質問・疑問に応えるカタチで【結】を導く

一通りの説明を終えたら、一息入れながらゆっくりと参加者の質問を促しましょう。そしてそれに応えるカタチで「もっと詳しい事業の詳細・本当に欲しい人材像・受入れ態勢の確かさ・社長の裏話など」ユーモアを交えた双方向の会話の中で、候補者としての納得と覚悟を導けるように展開してください。ここが説明会の第二段階、営業の現場で言えばクロージングの場面でしょう。

説明会の起承転結の【結】とは、実は決心の【決】なのです。

またこの時間は「集団面接」の意味合いも含まれてきます。それぞれの質問の内容から、個々の参加者の「就労観」が手にとるように見えてきます。正すところは正し、納得を得ること、大事にしたい価値が重ね合わなければ正しい採用にはなりません。

「言うは易し…」ですが、採用は企業の生命線

ここまでざっと理想的な説明会の一つのカタチを説明してきましたが…「言うは易し」ですね(笑)。是非、納得いくまでリハーサルを重ねてご自分のものにして戴ければと思います。

しかし何よりも、「いい人材」を採用することが説明会の第一の目的です。もし、人事担当者がどうしてもプレゼンテーションが不得手だと感じる場合には「社内で一番プレゼンの上手な人」に内容を構築して貰ったり、直接説明を担当して貰うことも一つの方策でしょう。

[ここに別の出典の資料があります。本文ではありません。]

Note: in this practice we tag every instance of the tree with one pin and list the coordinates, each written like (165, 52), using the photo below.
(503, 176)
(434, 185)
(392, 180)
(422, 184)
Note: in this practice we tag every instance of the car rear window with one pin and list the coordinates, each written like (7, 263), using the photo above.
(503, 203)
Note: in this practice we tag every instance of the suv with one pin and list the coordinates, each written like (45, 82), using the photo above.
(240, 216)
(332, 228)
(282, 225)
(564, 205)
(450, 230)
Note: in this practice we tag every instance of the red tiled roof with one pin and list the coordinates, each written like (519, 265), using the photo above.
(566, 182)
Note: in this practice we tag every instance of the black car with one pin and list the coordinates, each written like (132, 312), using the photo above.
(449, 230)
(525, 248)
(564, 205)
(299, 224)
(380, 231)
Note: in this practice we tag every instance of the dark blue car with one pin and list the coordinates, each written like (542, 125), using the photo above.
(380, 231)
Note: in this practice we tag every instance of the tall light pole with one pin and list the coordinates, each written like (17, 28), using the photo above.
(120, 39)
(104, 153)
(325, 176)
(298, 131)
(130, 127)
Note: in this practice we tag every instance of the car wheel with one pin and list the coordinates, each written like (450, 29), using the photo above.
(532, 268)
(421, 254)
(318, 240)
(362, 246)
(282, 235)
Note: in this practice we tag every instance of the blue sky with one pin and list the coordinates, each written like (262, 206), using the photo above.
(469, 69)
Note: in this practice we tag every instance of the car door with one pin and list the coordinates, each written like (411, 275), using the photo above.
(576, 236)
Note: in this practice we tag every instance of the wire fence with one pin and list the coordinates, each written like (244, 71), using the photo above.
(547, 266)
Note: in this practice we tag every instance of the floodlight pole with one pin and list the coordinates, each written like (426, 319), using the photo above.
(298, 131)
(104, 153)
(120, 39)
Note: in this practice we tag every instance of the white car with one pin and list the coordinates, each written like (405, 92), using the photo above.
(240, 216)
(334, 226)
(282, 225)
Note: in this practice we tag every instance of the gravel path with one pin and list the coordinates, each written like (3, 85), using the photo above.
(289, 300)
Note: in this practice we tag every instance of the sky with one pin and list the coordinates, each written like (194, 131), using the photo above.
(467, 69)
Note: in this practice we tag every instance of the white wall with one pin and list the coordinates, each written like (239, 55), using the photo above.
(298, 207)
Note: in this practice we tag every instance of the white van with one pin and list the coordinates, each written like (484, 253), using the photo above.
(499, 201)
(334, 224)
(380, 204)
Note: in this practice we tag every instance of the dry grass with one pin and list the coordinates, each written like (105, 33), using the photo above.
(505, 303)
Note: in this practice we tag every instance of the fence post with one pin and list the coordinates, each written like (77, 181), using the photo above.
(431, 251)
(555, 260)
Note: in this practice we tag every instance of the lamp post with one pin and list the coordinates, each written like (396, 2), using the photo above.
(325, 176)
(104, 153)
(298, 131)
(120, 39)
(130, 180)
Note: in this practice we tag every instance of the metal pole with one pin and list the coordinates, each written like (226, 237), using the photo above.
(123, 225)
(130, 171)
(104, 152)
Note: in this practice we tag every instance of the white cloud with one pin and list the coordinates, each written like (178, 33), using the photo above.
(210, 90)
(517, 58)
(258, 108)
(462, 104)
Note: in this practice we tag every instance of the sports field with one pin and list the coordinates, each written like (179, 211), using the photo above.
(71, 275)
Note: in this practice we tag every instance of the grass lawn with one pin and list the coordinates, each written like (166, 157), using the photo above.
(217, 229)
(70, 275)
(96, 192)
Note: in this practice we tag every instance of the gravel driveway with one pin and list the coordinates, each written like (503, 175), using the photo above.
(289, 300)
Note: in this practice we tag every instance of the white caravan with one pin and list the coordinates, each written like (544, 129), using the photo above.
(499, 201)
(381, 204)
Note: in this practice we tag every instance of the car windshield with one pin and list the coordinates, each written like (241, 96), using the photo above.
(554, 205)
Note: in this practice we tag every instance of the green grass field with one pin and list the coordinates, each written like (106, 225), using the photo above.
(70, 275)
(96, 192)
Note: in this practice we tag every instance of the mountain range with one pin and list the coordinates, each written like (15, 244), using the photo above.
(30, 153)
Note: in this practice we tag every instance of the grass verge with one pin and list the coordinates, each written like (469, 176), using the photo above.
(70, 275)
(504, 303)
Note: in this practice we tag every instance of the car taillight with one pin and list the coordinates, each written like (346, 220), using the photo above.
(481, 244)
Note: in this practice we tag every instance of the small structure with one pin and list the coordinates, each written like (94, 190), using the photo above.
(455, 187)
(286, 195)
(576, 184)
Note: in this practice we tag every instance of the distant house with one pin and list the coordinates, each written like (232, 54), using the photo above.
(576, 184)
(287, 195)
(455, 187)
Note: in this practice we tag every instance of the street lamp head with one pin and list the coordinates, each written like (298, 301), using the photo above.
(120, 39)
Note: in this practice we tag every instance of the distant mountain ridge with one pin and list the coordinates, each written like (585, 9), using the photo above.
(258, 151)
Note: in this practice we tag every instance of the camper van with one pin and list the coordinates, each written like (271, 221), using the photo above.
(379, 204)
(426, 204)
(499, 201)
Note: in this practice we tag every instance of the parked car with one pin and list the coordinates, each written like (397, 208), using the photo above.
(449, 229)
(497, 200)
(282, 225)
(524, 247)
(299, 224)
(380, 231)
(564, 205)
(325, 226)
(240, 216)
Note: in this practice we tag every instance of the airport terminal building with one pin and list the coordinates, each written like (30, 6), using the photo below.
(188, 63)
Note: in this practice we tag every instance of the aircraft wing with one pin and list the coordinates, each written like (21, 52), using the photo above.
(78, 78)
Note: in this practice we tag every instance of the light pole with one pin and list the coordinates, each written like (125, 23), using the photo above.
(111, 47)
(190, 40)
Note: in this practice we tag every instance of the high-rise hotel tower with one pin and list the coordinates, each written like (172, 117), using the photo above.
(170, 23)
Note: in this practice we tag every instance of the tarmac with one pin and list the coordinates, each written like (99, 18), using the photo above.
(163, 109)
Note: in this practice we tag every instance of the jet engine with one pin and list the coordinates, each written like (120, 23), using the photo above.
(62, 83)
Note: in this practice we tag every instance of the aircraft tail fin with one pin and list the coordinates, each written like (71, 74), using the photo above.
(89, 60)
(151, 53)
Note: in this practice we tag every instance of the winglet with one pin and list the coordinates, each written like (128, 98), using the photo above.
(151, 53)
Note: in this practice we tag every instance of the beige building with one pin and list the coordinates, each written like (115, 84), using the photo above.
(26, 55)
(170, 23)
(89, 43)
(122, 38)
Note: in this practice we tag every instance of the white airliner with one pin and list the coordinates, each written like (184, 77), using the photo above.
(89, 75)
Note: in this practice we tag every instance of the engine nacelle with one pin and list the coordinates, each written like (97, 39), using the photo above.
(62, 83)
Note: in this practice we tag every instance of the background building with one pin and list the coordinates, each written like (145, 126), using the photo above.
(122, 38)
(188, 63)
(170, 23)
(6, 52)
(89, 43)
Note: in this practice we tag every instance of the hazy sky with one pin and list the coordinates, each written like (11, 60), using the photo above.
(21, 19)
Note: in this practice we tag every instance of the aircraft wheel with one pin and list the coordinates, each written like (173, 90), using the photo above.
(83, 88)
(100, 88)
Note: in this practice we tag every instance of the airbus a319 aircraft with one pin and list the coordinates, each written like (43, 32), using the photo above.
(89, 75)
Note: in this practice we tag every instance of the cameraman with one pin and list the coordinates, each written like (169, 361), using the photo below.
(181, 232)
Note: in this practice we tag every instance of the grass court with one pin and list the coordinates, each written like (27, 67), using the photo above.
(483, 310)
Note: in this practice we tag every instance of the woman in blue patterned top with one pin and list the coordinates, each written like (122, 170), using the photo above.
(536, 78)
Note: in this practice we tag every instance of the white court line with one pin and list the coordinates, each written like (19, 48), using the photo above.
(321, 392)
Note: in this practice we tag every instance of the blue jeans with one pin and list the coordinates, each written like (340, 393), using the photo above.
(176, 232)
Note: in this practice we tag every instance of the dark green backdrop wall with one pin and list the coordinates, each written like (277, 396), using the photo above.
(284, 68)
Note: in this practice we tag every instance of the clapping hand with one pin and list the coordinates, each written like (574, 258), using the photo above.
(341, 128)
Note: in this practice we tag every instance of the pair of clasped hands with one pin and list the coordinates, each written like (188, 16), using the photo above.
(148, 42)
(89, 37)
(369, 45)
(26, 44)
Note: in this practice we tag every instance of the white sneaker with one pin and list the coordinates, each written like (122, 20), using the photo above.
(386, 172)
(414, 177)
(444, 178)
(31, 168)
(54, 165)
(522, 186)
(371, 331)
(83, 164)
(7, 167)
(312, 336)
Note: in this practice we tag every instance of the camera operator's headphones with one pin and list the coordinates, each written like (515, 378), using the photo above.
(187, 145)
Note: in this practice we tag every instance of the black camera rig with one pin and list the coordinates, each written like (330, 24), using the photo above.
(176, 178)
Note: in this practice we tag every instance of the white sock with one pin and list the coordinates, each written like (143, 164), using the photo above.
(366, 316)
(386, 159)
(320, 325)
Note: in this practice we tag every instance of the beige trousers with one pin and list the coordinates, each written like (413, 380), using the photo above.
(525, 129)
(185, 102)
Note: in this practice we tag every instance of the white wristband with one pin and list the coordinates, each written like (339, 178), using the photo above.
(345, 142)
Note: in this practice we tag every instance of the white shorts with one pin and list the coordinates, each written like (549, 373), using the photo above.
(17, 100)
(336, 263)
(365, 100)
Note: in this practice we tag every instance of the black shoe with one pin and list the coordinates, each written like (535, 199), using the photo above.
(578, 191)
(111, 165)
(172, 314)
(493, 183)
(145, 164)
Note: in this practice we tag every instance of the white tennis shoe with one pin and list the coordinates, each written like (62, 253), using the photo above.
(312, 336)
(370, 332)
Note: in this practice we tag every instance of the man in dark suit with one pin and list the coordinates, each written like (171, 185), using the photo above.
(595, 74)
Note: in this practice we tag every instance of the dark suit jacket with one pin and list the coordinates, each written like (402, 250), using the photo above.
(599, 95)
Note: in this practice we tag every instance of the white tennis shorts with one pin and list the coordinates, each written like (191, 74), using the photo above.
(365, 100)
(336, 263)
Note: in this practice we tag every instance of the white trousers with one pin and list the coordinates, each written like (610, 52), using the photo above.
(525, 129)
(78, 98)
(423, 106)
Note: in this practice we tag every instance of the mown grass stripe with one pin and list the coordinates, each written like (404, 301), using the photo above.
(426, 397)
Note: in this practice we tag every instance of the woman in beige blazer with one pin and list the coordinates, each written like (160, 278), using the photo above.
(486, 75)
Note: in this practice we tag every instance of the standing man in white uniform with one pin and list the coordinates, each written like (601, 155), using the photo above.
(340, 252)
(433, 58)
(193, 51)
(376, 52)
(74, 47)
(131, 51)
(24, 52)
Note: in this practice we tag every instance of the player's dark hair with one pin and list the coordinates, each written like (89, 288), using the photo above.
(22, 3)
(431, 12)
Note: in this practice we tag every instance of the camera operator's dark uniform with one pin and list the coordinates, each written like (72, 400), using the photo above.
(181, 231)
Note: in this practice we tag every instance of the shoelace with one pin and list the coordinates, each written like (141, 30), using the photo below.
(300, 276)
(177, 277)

パワーポイントの投影データ一つをとっても、参加者の企業評価に繋がってきます。「読むだけ、見せるだけの説明会」は候補者を減らしてしまうばかりか、商品やサービスのファンさえ失う結果になってきます

採用活動は企業の生命線、是非、最善の策をもって取組んで戴きたいと思います。

候補者は人事担当者に何を感じて企業を選ぶのか

さて最後に、私どもが新卒学生に対して実施したアンケート結果の中から「就活生が人事の対応にガッカリしたこと」を並べておきましょう。

  1. 無気力で冷めていると感じた (28.5%)
  2. 威圧的で求職者の立場を考えていない (24.6%)
  3. 表情が乏しく笑顔も見えない (19.7%)
  4. 話をじっくり聴いてくれない (15.5%)
  5. 話が下手で説明が分からない (13.3%)
  6. 参加者の目を見て話さない (12.3%)
  7. 会社全体や現場のことを良く知らない (7.9%)

※回答は重複可

このアンケートはほんの一部の就活生の声かも知れません。しかし、結果は結果として真摯に受け止めておく必要もあるでしょう。応募する求職者も採用する企業も「失敗はしたくない…」という気持ちは同じです。

応募者の最大の期待は、快く入社まで行き着くこと。是非!その期待に応えて全力の説明会を演出してください。目標は「参加者の80%を候補者へ」と昇華させることです。最後までお読みいただきありがとうございました。